I imagine it's also only usable by characters starting with 3000 more xp - at least, that's what the higher starting Infamy and Corruption values suggest (because +9 Infamy and +15 corruption is exactly the amount suggested for starting with an additional 3,000xp). By that token, it looks like you're exchanging some early flexibility for some otherwise unavailable abilities set towards a specific concept.
it has around 3000xp more than sorcerer archeotype, but there is also +5 Fel, Unnatural Willpower and Rubric of Ahriman.
Still the heretek that was put as an example of +3000xp character had infused daemon flesh so meaby it's how it should be.
PS. I don't temember where are the rules for +3000xp; I know I've seen them but I don't know where. Any help?

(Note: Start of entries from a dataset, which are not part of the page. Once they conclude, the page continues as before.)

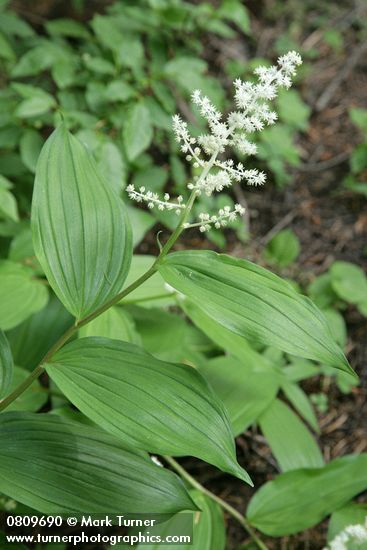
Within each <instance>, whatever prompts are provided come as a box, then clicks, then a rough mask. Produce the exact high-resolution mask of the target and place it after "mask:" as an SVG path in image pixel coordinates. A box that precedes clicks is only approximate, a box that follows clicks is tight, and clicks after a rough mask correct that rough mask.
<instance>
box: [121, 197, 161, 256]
mask: <svg viewBox="0 0 367 550" xmlns="http://www.w3.org/2000/svg"><path fill="white" fill-rule="evenodd" d="M127 213H128V216H129V220H130V223H131V227H133V228H134V231H133V247H134V248H135V247H136V246H137V245H138V244H139V243H140V242H141V241H142V240H143V239H144V237H145V235H146V233H148V231H149V230H150V229H151V228H152V227H153V225H154V224H155V223H156V222H155V219H154V218H153V216H152V215H151V214H149V213H148V212H145V210H143V209H142V208H134V207H133V206H130V205H127Z"/></svg>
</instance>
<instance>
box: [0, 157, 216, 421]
mask: <svg viewBox="0 0 367 550" xmlns="http://www.w3.org/2000/svg"><path fill="white" fill-rule="evenodd" d="M216 157H217V154H214V155H213V156H212V158H211V159H210V161H209V162H208V164H207V165H206V166H205V168H204V170H203V171H202V173H201V175H200V178H199V180H198V182H200V181H201V180H202V179H204V178H205V177H206V176H207V174H208V172H209V171H210V169H211V168H212V166H213V164H214V162H215V159H216ZM196 197H197V193H196V191H195V190H193V191H192V193H191V195H190V197H189V199H188V201H187V206H186V208H185V209H184V210H183V211H182V213H181V216H180V219H179V222H178V224H177V227H176V229H175V230H174V231H173V233H172V234H171V236H170V237H169V239H168V240H167V242H166V244H165V245H164V246H163V248H162V250H161V251H160V253H159V255H158V256H157V258H156V260H155V262H154V263H153V265H152V266H151V267H150V268H149V269H148V270H147V271H146V272H145V273H143V275H141V276H140V277H139V278H138V279H136V281H134V282H133V283H131V285H129V286H128V287H126V288H125V289H124V290H122V291H121V292H119V293H118V294H116V296H114V297H113V298H112V299H111V300H109V301H108V302H106V303H105V304H103V305H102V306H101V307H99V308H98V309H96V311H94V312H93V313H91V314H89V315H87V316H86V317H84V318H83V319H80V320H76V321H75V323H74V324H73V325H71V326H70V327H69V328H68V329H67V331H66V332H65V333H64V334H63V335H62V336H61V337H60V338H59V340H57V342H55V344H53V346H52V347H51V348H50V349H49V350H48V352H47V353H46V355H45V356H44V357H43V359H42V361H41V362H40V364H39V365H38V366H37V367H36V368H35V369H34V370H33V371H32V372H31V373H30V375H29V376H28V377H27V378H26V379H25V380H23V382H22V383H21V384H19V386H17V387H16V388H15V390H13V391H12V392H11V393H10V394H9V395H7V396H6V397H5V398H3V399H2V400H0V412H1V411H3V410H4V409H6V407H8V406H9V405H10V403H12V402H13V401H15V399H17V398H18V397H19V396H20V395H21V394H22V393H23V392H24V391H25V390H26V389H27V388H29V386H30V385H31V384H32V383H33V382H34V381H35V380H36V379H37V378H38V377H39V376H41V374H42V373H43V372H44V370H45V367H44V365H45V364H46V363H47V361H49V360H50V359H51V357H52V356H53V355H54V354H55V353H56V352H57V351H58V350H59V349H60V348H61V347H62V346H63V345H64V344H65V343H66V342H67V341H68V340H69V339H70V338H71V336H73V334H75V333H76V332H77V331H78V330H79V328H81V327H83V326H84V325H86V324H87V323H89V322H90V321H93V319H95V318H96V317H98V316H99V315H101V314H102V313H104V312H105V311H107V310H108V309H109V308H110V307H112V306H113V305H115V304H117V303H118V302H120V301H121V300H122V299H123V298H125V296H127V295H128V294H130V293H131V292H133V291H134V290H135V289H136V288H138V287H139V286H140V285H142V284H143V283H145V281H147V280H148V279H149V278H150V277H152V275H154V273H156V271H157V270H158V267H159V264H160V263H161V261H162V260H163V259H164V257H165V256H166V255H167V254H168V252H169V251H170V250H171V248H172V247H173V245H174V244H175V242H176V241H177V239H178V238H179V236H180V235H181V233H182V231H184V229H185V223H186V222H187V220H188V218H189V215H190V212H191V208H192V206H193V204H194V202H195V199H196Z"/></svg>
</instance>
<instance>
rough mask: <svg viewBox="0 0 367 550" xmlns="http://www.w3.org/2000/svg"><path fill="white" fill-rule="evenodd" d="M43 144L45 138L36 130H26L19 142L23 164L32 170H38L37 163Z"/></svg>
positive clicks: (31, 170)
mask: <svg viewBox="0 0 367 550" xmlns="http://www.w3.org/2000/svg"><path fill="white" fill-rule="evenodd" d="M42 146H43V139H42V137H41V135H40V134H39V132H37V131H36V130H26V131H25V132H24V133H23V135H22V137H21V139H20V142H19V148H20V157H21V159H22V161H23V164H24V165H25V166H26V167H27V168H28V169H29V170H30V171H31V172H35V171H36V164H37V160H38V157H39V155H40V152H41V149H42Z"/></svg>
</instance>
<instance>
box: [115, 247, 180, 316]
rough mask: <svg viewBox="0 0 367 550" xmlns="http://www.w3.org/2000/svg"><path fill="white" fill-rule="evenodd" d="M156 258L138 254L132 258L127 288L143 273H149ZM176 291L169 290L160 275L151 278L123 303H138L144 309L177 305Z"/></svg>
mask: <svg viewBox="0 0 367 550" xmlns="http://www.w3.org/2000/svg"><path fill="white" fill-rule="evenodd" d="M154 260H155V258H154V256H148V255H143V254H141V255H140V254H139V255H138V254H136V255H134V256H133V257H132V260H131V267H130V271H129V274H128V276H127V279H126V283H125V287H128V286H129V285H130V284H132V283H133V282H134V281H136V279H138V278H139V277H140V276H141V275H143V273H145V272H146V271H148V269H149V268H150V267H152V265H153V263H154ZM174 296H175V292H174V289H169V288H167V285H166V284H165V282H164V280H163V279H162V277H161V275H160V273H155V274H154V275H153V276H152V277H149V279H148V280H147V281H145V283H143V284H142V285H141V286H139V287H138V288H136V289H135V290H134V291H133V292H131V293H130V294H129V295H128V296H127V297H126V298H125V299H124V300H123V301H122V302H121V303H122V304H130V303H136V302H138V303H139V305H141V306H144V307H157V305H158V304H159V305H160V306H168V305H171V304H174V303H175V297H174Z"/></svg>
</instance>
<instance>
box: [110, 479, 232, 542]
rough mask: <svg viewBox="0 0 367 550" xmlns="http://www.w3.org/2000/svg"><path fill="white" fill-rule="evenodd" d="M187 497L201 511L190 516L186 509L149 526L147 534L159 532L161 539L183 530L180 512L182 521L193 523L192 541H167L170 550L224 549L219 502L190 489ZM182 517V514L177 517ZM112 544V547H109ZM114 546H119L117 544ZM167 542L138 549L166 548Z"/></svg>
mask: <svg viewBox="0 0 367 550" xmlns="http://www.w3.org/2000/svg"><path fill="white" fill-rule="evenodd" d="M190 496H191V498H192V499H193V501H194V502H195V504H197V506H198V508H199V509H200V512H196V513H195V514H194V517H193V518H192V517H190V516H189V515H188V514H187V512H184V514H177V515H175V516H173V517H172V518H170V519H169V520H168V521H166V522H164V523H160V524H157V525H155V526H154V527H153V528H149V534H150V536H152V535H159V536H160V537H161V540H165V538H166V537H167V536H171V535H178V534H179V533H180V534H181V533H183V526H184V525H185V524H184V523H183V517H182V516H183V515H184V516H185V520H186V521H189V522H190V523H191V525H193V532H192V542H191V544H170V549H171V550H224V548H225V543H226V531H225V524H224V518H223V512H222V509H221V507H220V506H219V504H217V503H216V502H214V501H213V500H212V499H211V498H209V497H207V496H206V495H204V494H203V493H202V492H201V491H196V490H195V491H190ZM180 516H181V517H180ZM112 548H113V547H112V546H111V550H112ZM117 548H119V546H118V545H117ZM166 548H167V544H159V543H157V544H142V545H140V544H139V545H138V546H137V550H139V549H140V550H166Z"/></svg>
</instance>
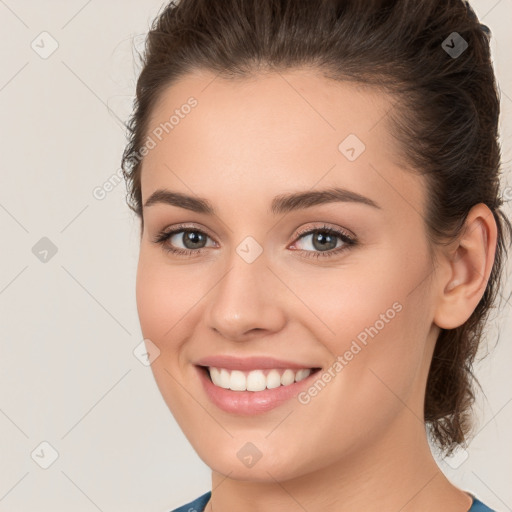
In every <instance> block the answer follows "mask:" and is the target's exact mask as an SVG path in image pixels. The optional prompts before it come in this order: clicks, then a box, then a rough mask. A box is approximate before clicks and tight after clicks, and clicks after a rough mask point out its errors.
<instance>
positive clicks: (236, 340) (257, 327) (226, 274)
mask: <svg viewBox="0 0 512 512" xmlns="http://www.w3.org/2000/svg"><path fill="white" fill-rule="evenodd" d="M283 288H284V287H283V285H282V283H280V281H279V279H277V278H276V277H275V275H274V274H273V273H272V271H271V270H270V269H269V268H268V266H267V260H266V258H265V257H264V253H263V254H261V255H260V256H259V257H258V258H257V259H256V260H255V261H253V262H252V263H247V262H246V261H244V260H243V259H242V258H241V257H240V256H239V255H238V254H237V253H236V252H235V251H233V255H232V257H231V258H230V260H229V267H228V268H227V270H226V272H225V273H224V274H223V276H222V277H221V278H220V280H219V281H218V283H217V285H216V286H214V288H213V289H212V291H211V292H210V293H209V294H208V295H207V297H208V298H209V302H208V306H207V308H206V311H205V315H206V323H207V327H208V328H210V329H213V330H214V331H216V332H217V333H218V334H219V335H221V336H222V337H223V338H226V339H229V340H232V341H246V340H248V339H250V338H253V337H255V336H257V337H260V336H264V335H268V334H271V333H273V332H277V331H279V330H280V329H282V328H283V326H284V325H285V323H286V315H285V311H284V309H283V303H282V302H281V301H280V299H279V297H280V296H281V295H282V293H284V290H283Z"/></svg>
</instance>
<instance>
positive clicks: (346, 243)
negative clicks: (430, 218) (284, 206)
mask: <svg viewBox="0 0 512 512" xmlns="http://www.w3.org/2000/svg"><path fill="white" fill-rule="evenodd" d="M187 231H188V232H191V233H201V234H202V235H205V236H207V237H209V235H208V234H207V233H205V232H204V231H201V230H200V229H196V228H194V227H192V226H187V225H178V226H176V227H175V228H174V229H172V230H171V231H161V232H160V233H159V234H158V235H157V236H156V237H155V238H154V239H153V242H154V243H156V244H159V245H161V246H162V249H163V250H165V251H166V252H169V253H171V254H174V255H176V256H192V254H194V256H199V255H200V254H202V252H203V251H204V249H205V248H204V247H203V248H201V249H175V248H172V247H170V246H169V245H168V244H166V242H167V240H169V238H171V237H172V236H174V235H176V234H177V233H182V232H187ZM312 233H324V234H327V235H335V236H337V237H339V238H340V239H341V240H342V242H343V243H344V245H343V246H341V247H338V248H336V249H331V250H329V251H306V250H304V249H294V250H297V251H299V252H303V253H306V255H305V257H306V258H329V257H331V256H336V255H338V254H340V253H341V252H343V251H345V250H347V249H350V248H351V247H354V246H355V245H357V244H358V242H357V240H356V239H355V238H352V237H351V236H349V235H348V234H347V233H345V232H344V231H339V230H337V229H334V228H330V227H328V226H325V225H324V226H322V227H318V228H313V229H307V230H303V231H300V232H299V233H297V235H296V237H297V240H299V239H301V238H303V237H305V236H306V235H310V234H312ZM209 238H211V237H209Z"/></svg>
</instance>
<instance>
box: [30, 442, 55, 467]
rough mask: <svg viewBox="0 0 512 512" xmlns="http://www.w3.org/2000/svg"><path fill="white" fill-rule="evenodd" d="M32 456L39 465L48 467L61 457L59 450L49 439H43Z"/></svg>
mask: <svg viewBox="0 0 512 512" xmlns="http://www.w3.org/2000/svg"><path fill="white" fill-rule="evenodd" d="M30 456H31V457H32V460H33V461H34V462H35V463H36V464H37V465H38V466H40V467H41V468H43V469H48V468H49V467H50V466H51V465H52V464H53V463H54V462H55V461H56V460H57V459H58V458H59V452H57V450H56V449H55V448H54V447H53V446H52V445H51V444H50V443H49V442H48V441H43V442H42V443H40V444H39V445H38V446H37V447H36V448H35V449H34V450H33V451H32V453H31V454H30Z"/></svg>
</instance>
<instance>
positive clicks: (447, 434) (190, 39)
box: [121, 0, 512, 454]
mask: <svg viewBox="0 0 512 512" xmlns="http://www.w3.org/2000/svg"><path fill="white" fill-rule="evenodd" d="M454 32H456V33H457V34H458V36H457V35H455V36H454V35H453V33H454ZM459 36H460V37H462V38H463V40H464V41H465V42H466V43H467V45H468V46H467V48H466V49H465V50H464V51H463V52H462V53H461V54H460V55H458V56H454V55H453V54H450V53H449V51H448V50H449V49H450V48H452V47H455V42H454V39H453V37H459ZM450 38H451V39H450ZM489 38H490V31H489V29H488V27H486V26H485V25H482V24H480V23H479V21H478V19H477V17H476V15H475V13H474V11H472V10H471V8H470V7H469V4H467V3H465V2H463V1H462V0H423V1H420V2H418V0H367V1H365V2H362V1H361V0H182V1H181V2H180V3H177V2H170V3H169V4H168V5H167V6H166V7H165V8H164V9H163V11H162V12H161V13H159V15H158V17H157V18H156V19H155V20H154V22H153V26H152V27H151V30H150V31H149V33H148V35H147V39H146V47H145V52H144V53H145V55H144V56H143V58H142V64H143V67H142V71H141V73H140V75H139V78H138V81H137V88H136V100H135V103H134V111H133V113H132V116H131V117H130V120H129V123H128V128H129V142H128V144H127V146H126V148H125V151H124V153H123V157H122V164H121V167H122V169H123V172H124V176H125V179H126V182H127V186H128V195H127V202H128V205H129V207H130V208H131V209H132V210H133V211H134V212H136V214H137V215H138V217H139V218H140V221H141V228H142V229H143V226H144V225H143V216H142V204H141V201H142V197H141V187H140V173H141V166H142V159H141V158H140V157H139V155H140V150H141V148H142V146H143V143H144V140H145V138H146V137H147V131H148V120H149V118H150V115H151V113H152V110H153V108H154V106H155V104H156V102H157V100H158V99H159V97H160V95H161V93H162V90H163V89H164V88H166V87H168V86H169V85H171V84H172V83H173V82H175V81H176V80H177V79H179V78H180V77H182V76H183V75H185V74H186V73H187V72H189V71H193V70H195V69H205V70H209V71H213V72H214V73H217V74H218V75H219V76H222V77H226V78H230V79H235V78H242V79H243V78H244V77H250V76H251V74H257V73H258V72H261V71H262V70H263V69H265V70H270V71H272V70H284V69H287V68H298V67H305V66H310V67H312V68H313V69H315V70H317V71H318V72H319V73H323V74H324V76H326V77H329V78H332V79H335V80H344V81H352V82H354V83H358V84H369V85H374V86H376V87H378V88H380V89H381V90H383V91H384V92H387V93H389V94H391V95H393V97H394V98H396V100H397V101H396V103H395V108H393V109H391V111H390V112H389V114H388V118H389V121H390V123H389V124H390V130H391V132H392V134H393V135H394V137H396V139H397V140H398V141H399V142H400V148H401V152H402V154H401V155H399V156H400V161H401V162H403V164H402V165H404V166H406V167H407V169H409V170H410V171H411V172H416V173H419V174H421V175H424V176H425V178H426V183H427V188H428V190H427V192H428V197H429V201H428V207H427V212H426V218H425V224H426V226H427V229H426V231H427V236H428V239H429V242H430V243H429V245H430V246H431V247H433V246H434V245H435V244H443V243H446V242H447V241H450V240H451V239H454V238H455V237H458V236H459V235H460V234H461V228H462V227H463V224H464V221H465V219H466V216H467V214H468V212H469V210H470V209H471V208H472V207H473V206H474V205H476V204H477V203H484V204H486V205H487V206H488V207H489V208H490V210H491V211H492V213H493V215H494V218H495V221H496V224H497V228H498V242H497V247H496V255H495V260H494V265H493V268H492V271H491V274H490V277H489V280H488V283H487V287H486V290H485V293H484V295H483V297H482V299H481V300H480V302H479V303H478V305H477V307H476V308H475V310H474V312H473V313H472V315H471V317H470V318H469V319H468V320H467V321H466V322H465V323H464V324H463V325H461V326H460V327H457V328H456V329H449V330H445V329H442V330H441V333H440V335H439V337H438V340H437V343H436V347H435V351H434V355H433V359H432V363H431V367H430V371H429V375H428V381H427V386H426V395H425V404H424V412H425V422H426V425H427V428H428V432H429V433H430V434H431V436H432V438H433V440H434V442H435V443H436V444H437V446H438V447H439V448H441V449H442V450H443V451H445V452H446V453H447V454H450V453H451V452H452V451H453V449H454V448H455V447H456V446H457V445H458V444H463V443H466V439H467V437H468V435H469V434H470V432H471V427H472V422H471V406H472V404H473V402H474V399H475V394H474V390H473V383H474V381H475V382H477V383H478V381H477V380H476V378H475V376H474V374H473V363H474V360H475V356H476V354H477V349H478V346H479V344H480V341H481V340H482V338H483V329H484V326H485V322H486V320H487V317H488V314H489V312H490V309H491V308H492V307H493V304H494V301H495V299H496V297H497V294H498V288H499V284H500V277H501V272H502V266H503V263H504V257H505V255H506V254H507V246H506V245H505V234H508V235H509V237H510V235H511V233H512V226H511V224H510V222H509V220H508V219H507V217H506V216H505V214H504V213H503V212H502V211H501V210H500V206H501V205H502V204H503V201H502V199H501V197H500V192H499V186H500V178H499V173H500V167H501V155H500V152H501V150H500V146H499V141H498V118H499V112H500V104H499V97H498V91H497V87H496V83H495V76H494V72H493V68H492V62H491V56H490V48H489ZM458 41H459V43H460V42H462V40H460V39H459V40H458ZM459 43H457V44H459ZM459 48H463V47H462V46H461V45H460V44H459ZM505 228H506V230H507V233H505ZM431 254H432V253H431Z"/></svg>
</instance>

When I counted how much xp the thousand son sorcerer got over the basic sorcerer I amounted to 3800 xp plus Rubric of Ahriman (Unnatural Willpower (+2) and extra Perils dice roll) which I couldn't estimate a cost for.
The obvious drawback, as some have said before me, not being able to get khorne or nurgle advances at allied cost anymore.
Black box on page 47 you're looking for, ShadowRay.
BrotharTearer said:
The obvious drawback, as some have said before me, not being able to get khorne or nurgle advances at allied cost anymore.
That is only a real drawback if you cant change alignment.
Bassemandrh said:
BrotharTearer said:
The obvious drawback, as some have said before me, not being able to get khorne or nurgle advances at allied cost anymore.
That is only a real drawback if you cant change alignment.
Yes, but it's still a drawback as you'd have to become unaligned (which costs allied/opposed xp) to get those cheaper Khorne or Nurgle advances, and also losing access to Tzeentch psychic powers while unaligned. Then it might be a while until you're aligned with Tzeentch again depending on if you've got enough advances to become aligned at a corruption threshold.
I might be going out on a limb here, but if you're concerned about Khornate/Nurgle advances when playing a character that should be steadfastly Tzeentchian - so much so that you're trying to get back to unaligned - then you're doing something wrong.
BYE
I gotta say I agree with the above comment by H.B.M.C.
Yes, and that's how the Thousand Sons Sorcerer gets penalized (as far as we know) - which some would argue is enough to justify it. For example, the staple OP melee sorcerer with Warptime and Lightning Attack becomes quite more expensive compared to someone not aligned to Tzeentch from the get go.
If the Tzeentch character has to do melee you have a lot more to worry about then just spending an extra carp load on feats.